Recent in vitro experiments suggested that torsinA, the defective product of DYT1 mutation-afflicted patients, may be involved in processing SGCE in the endoplasmatic reticulum [12, 13]. To our knowledge, no human autopsy studies reporting on D2R loss in dystonia are available.
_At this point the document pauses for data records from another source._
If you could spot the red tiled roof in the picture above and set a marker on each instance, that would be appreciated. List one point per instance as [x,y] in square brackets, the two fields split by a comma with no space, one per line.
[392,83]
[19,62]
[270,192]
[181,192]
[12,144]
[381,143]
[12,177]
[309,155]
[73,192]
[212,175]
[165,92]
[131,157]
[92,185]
D2R imaging studies in other types of dystonia, including idiopathic cervical dystonia and DYT1 dystonia, showed reduced in vivo striatal binding [14, 15]. Cervical dystonia patients showed a bilateral and significant reduction of striatal D2R binding. In a recent study on DYT1, [¹¹C]raclopride PET was used to image D2R, and a decreased striatal D2R binding was described in both affected and non-affected DYT1 carriers [15]. Another [¹¹C]raclopride PET study in dopa-responsive dystonia patients (DYT5) showed increased D₂ receptor availability, possibly due to reduced competition by endogenous dopamine and/or a compensatory upregulation as a response to dopamine deficiency [16]. A D2R imaging study in nocturnal myoclonus suggested lower receptor availability [17]. A D2R imaging study in M–D will improve our understanding of dystonia and particularly of M–D.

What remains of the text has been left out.